Submitted to: Meeting Abstract
Publication Type: Abstract Only
Publication Acceptance Date: 5/17/2023
Publication Date: 8/15/2023
Citation: Tabanca, N., Tok, F., Kocyigit-, K., Yang, X. 2023. Novel phthalimide derivatives and their toxicities against caribbean fruit fly, anastrepha suspensa (Loew). National Meeting & Exposition of the American Chemical Society (Hybrid).

Interpretive Summary: Abstract only.

Technical Abstract: Fruit flies (Diptera: Tephritidae) are serious pests of numerous fruit crops throughout the world. Current management typically relies on bait sprays or bait stations that incorporate insecticides, but there are public concerns regarding their adverse effects on the environment and non-target organisms, as well as an increase in resistance to conventional insecticides. Therefore, the need to explore novel, environmentally-friendly and cost-effective alternatives is urgently needed. The isoindoline-1,3-diones, commonly known as phthalimides, are a class of compounds with widespread biological uses, including human medicinal applications. In this study, we designed and synthesized 13 new phthalimides (4a to 4m) with 75-85% yield and characterized these compounds by IR, 1H-NMR, and 13C-NMR spectroscopy. The infrared spectra (IR) of the new phthalimides were detected in N-H stretching vibrations at 3242-3389 cm-1, and carbonyl (C=O) bands of the phthalimide and amide structures were found at 1720-1797 cm-1and 1643-1697 cm-1, respectively. The proton nuclear magnetic resonance spectra (1H-NMR) of 4 (a–m) showed that NH peaks of amide and hydrazide structures resonated as singlets within the range of 11.20-11.40 ppm and 10.37-10.81 ppm, respectively. The carbon-13 nuclear magnetic resonance spectra (13C-NMR) of 4 (a–m) showed that the carbonyl (C=O) carbons of amide and phthalimide structures were in the range of 165.01-169.32 ppm.
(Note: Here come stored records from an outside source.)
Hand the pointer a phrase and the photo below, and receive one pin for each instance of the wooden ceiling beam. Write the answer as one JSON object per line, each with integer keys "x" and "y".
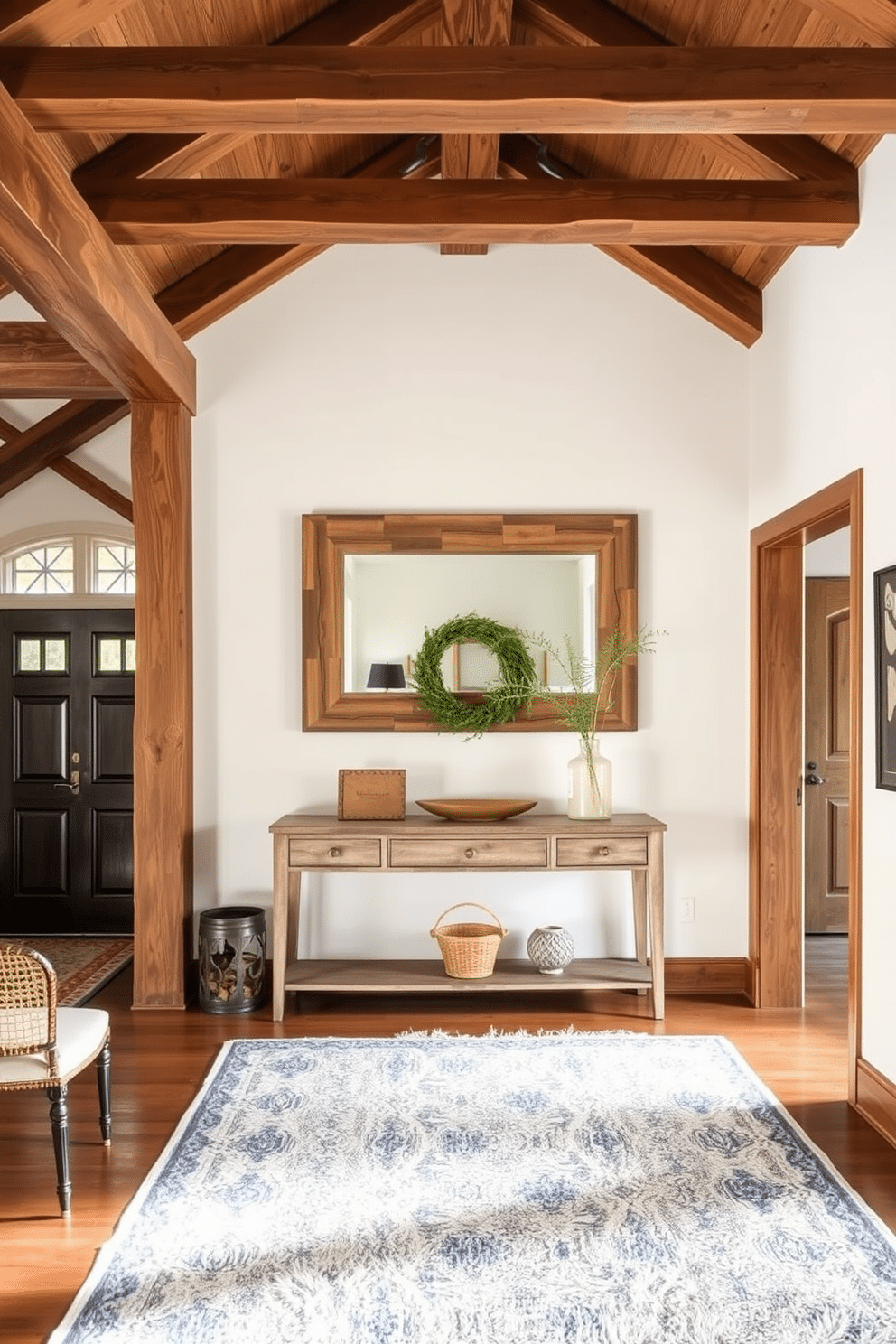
{"x": 36, "y": 362}
{"x": 58, "y": 257}
{"x": 702, "y": 211}
{"x": 345, "y": 23}
{"x": 684, "y": 273}
{"x": 480, "y": 23}
{"x": 8, "y": 432}
{"x": 700, "y": 284}
{"x": 94, "y": 487}
{"x": 236, "y": 275}
{"x": 597, "y": 23}
{"x": 873, "y": 21}
{"x": 52, "y": 22}
{"x": 54, "y": 437}
{"x": 405, "y": 90}
{"x": 191, "y": 304}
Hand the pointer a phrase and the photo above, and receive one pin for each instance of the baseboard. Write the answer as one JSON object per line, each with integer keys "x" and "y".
{"x": 708, "y": 976}
{"x": 876, "y": 1099}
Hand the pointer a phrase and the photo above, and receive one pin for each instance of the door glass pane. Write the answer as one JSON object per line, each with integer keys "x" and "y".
{"x": 55, "y": 655}
{"x": 44, "y": 569}
{"x": 47, "y": 653}
{"x": 113, "y": 567}
{"x": 110, "y": 652}
{"x": 28, "y": 656}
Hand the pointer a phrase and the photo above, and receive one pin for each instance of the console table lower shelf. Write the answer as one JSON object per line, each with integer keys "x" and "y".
{"x": 427, "y": 976}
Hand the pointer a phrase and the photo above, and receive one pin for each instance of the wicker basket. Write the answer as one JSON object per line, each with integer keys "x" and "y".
{"x": 468, "y": 950}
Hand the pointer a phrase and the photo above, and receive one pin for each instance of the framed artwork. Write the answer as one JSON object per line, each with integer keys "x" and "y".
{"x": 885, "y": 664}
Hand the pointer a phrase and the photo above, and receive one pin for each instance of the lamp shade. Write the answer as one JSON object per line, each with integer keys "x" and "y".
{"x": 386, "y": 677}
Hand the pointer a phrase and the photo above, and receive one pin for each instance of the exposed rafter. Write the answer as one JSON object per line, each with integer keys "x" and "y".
{"x": 94, "y": 487}
{"x": 399, "y": 90}
{"x": 518, "y": 211}
{"x": 191, "y": 304}
{"x": 683, "y": 272}
{"x": 35, "y": 362}
{"x": 347, "y": 23}
{"x": 222, "y": 284}
{"x": 473, "y": 23}
{"x": 58, "y": 257}
{"x": 872, "y": 21}
{"x": 598, "y": 23}
{"x": 52, "y": 438}
{"x": 54, "y": 21}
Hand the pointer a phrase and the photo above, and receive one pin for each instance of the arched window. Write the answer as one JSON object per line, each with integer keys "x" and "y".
{"x": 69, "y": 564}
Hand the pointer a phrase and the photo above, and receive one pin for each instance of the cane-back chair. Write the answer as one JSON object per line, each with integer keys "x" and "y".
{"x": 43, "y": 1046}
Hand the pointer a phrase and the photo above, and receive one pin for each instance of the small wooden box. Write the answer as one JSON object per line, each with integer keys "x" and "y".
{"x": 371, "y": 795}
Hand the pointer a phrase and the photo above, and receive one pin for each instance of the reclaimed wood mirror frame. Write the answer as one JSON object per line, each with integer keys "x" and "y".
{"x": 328, "y": 537}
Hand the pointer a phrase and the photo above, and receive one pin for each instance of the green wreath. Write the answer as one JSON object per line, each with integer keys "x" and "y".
{"x": 508, "y": 694}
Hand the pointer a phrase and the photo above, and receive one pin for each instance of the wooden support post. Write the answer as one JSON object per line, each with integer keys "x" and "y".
{"x": 160, "y": 449}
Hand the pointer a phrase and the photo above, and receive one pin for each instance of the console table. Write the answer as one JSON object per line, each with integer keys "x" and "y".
{"x": 531, "y": 842}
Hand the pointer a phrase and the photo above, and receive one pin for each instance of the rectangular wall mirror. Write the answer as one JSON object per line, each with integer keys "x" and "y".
{"x": 374, "y": 583}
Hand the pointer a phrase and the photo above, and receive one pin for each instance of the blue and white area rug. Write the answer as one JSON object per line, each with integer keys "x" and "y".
{"x": 594, "y": 1189}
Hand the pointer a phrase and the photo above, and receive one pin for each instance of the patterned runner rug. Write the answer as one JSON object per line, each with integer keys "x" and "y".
{"x": 82, "y": 966}
{"x": 586, "y": 1189}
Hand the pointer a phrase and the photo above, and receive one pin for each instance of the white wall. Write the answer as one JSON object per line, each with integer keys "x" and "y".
{"x": 825, "y": 404}
{"x": 397, "y": 379}
{"x": 531, "y": 379}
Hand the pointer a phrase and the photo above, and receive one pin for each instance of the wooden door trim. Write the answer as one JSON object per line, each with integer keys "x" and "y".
{"x": 775, "y": 745}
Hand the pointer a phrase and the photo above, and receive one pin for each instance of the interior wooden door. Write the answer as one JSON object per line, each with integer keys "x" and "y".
{"x": 66, "y": 770}
{"x": 826, "y": 768}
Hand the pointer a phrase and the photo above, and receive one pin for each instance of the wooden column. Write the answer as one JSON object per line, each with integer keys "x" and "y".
{"x": 160, "y": 449}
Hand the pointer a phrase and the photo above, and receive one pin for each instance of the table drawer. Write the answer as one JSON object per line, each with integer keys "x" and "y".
{"x": 335, "y": 853}
{"x": 468, "y": 853}
{"x": 612, "y": 853}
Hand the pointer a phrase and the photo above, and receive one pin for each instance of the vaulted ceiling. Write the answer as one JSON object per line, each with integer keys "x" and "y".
{"x": 160, "y": 163}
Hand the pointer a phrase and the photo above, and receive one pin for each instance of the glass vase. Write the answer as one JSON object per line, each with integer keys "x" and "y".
{"x": 590, "y": 784}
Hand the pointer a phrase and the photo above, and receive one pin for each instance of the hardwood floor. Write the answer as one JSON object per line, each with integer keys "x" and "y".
{"x": 159, "y": 1060}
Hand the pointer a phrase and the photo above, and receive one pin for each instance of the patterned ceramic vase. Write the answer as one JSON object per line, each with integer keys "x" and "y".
{"x": 551, "y": 949}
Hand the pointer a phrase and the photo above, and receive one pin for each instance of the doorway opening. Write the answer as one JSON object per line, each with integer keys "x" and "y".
{"x": 826, "y": 749}
{"x": 778, "y": 763}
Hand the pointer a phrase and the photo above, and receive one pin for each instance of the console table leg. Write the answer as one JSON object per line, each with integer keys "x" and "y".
{"x": 280, "y": 919}
{"x": 639, "y": 914}
{"x": 656, "y": 906}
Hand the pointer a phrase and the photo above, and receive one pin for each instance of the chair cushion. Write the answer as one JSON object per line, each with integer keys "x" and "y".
{"x": 80, "y": 1034}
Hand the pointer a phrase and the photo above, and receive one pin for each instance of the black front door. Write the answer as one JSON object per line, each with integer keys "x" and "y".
{"x": 66, "y": 770}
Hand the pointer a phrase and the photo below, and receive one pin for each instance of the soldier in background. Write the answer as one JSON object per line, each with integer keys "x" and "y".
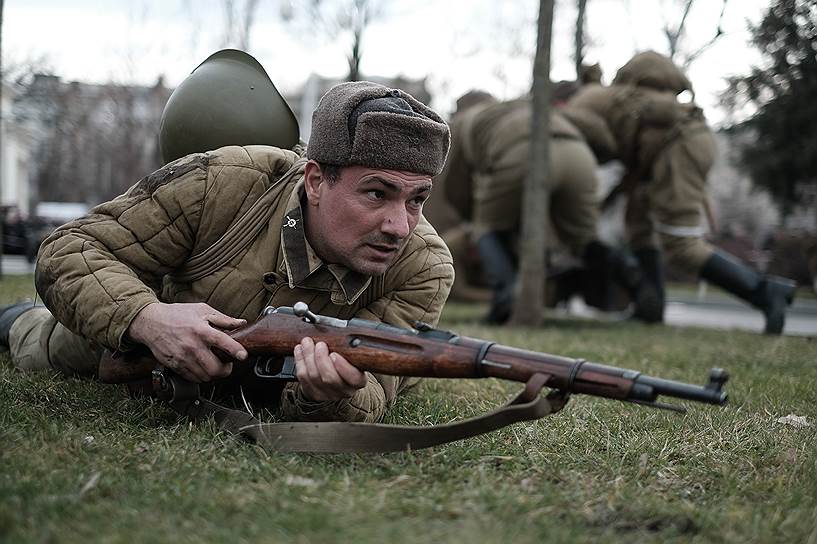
{"x": 483, "y": 180}
{"x": 668, "y": 150}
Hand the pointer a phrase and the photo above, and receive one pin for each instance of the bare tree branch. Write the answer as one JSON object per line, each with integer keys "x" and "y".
{"x": 674, "y": 35}
{"x": 581, "y": 6}
{"x": 718, "y": 33}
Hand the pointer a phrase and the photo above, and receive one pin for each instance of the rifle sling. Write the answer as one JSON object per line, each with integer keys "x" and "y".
{"x": 339, "y": 437}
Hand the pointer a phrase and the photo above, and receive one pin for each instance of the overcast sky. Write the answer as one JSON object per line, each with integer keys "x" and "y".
{"x": 457, "y": 44}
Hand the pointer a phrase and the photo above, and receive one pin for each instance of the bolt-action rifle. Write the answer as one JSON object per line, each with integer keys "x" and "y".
{"x": 422, "y": 352}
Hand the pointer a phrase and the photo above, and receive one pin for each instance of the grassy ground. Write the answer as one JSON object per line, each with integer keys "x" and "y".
{"x": 81, "y": 462}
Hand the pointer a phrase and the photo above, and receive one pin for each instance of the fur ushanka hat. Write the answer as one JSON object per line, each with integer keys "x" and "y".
{"x": 367, "y": 124}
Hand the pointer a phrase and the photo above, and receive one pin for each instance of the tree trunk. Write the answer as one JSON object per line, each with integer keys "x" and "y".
{"x": 535, "y": 204}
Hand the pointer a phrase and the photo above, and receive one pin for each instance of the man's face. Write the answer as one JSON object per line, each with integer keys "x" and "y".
{"x": 363, "y": 219}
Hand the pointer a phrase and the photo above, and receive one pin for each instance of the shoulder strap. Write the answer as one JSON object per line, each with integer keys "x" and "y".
{"x": 238, "y": 236}
{"x": 338, "y": 437}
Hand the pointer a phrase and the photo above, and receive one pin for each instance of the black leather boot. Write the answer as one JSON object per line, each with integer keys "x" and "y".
{"x": 500, "y": 271}
{"x": 8, "y": 315}
{"x": 649, "y": 297}
{"x": 769, "y": 294}
{"x": 608, "y": 271}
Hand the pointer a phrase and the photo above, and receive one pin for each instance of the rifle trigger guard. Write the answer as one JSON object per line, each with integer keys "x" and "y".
{"x": 483, "y": 351}
{"x": 574, "y": 371}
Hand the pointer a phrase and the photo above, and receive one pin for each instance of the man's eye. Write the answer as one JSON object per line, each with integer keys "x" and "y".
{"x": 418, "y": 201}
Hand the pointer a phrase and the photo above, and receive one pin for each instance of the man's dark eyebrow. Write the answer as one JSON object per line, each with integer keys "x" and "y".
{"x": 396, "y": 188}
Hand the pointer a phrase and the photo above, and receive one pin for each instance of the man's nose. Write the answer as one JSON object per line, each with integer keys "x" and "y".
{"x": 396, "y": 222}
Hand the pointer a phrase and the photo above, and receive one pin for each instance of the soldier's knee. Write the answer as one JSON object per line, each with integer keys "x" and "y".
{"x": 686, "y": 253}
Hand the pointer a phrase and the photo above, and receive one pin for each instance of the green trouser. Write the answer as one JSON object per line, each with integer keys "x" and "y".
{"x": 572, "y": 186}
{"x": 37, "y": 341}
{"x": 667, "y": 211}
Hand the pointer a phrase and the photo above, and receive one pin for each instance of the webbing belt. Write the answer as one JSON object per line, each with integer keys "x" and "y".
{"x": 339, "y": 437}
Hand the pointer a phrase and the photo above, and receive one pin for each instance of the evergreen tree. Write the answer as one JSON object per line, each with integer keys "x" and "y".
{"x": 779, "y": 149}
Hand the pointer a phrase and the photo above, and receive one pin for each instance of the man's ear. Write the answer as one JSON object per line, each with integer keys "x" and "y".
{"x": 313, "y": 177}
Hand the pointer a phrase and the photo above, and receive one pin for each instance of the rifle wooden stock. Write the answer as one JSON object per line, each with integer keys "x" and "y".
{"x": 427, "y": 352}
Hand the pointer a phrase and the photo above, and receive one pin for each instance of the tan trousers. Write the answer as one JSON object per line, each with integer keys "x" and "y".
{"x": 667, "y": 211}
{"x": 38, "y": 342}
All molecules were evaluated for their insecticidal activity against female Caribbean fruit fly, Anastrepha suspensa (Loew). High topical toxicities were observed with three phthalimide derivatives (4a, 4c, and 4d) with LD50 values ranging from 0.70 to 1.91 ug/fly within 24 h. This is likely due to the faster permeation of these derivatives through the insect cuticle. Results indicated that lipophilic compounds, which can penetrate the cuticle and pass through cell membranes (lipid bilayers), displayed the greatest level of toxicity against adult A. suspensa. Additional studies are needed to determine potential synergistic effects of two or more phthalimide compounds, and to develop protocols to implement these agents in integrated pest management (IPM) programs for control of tephritid pests.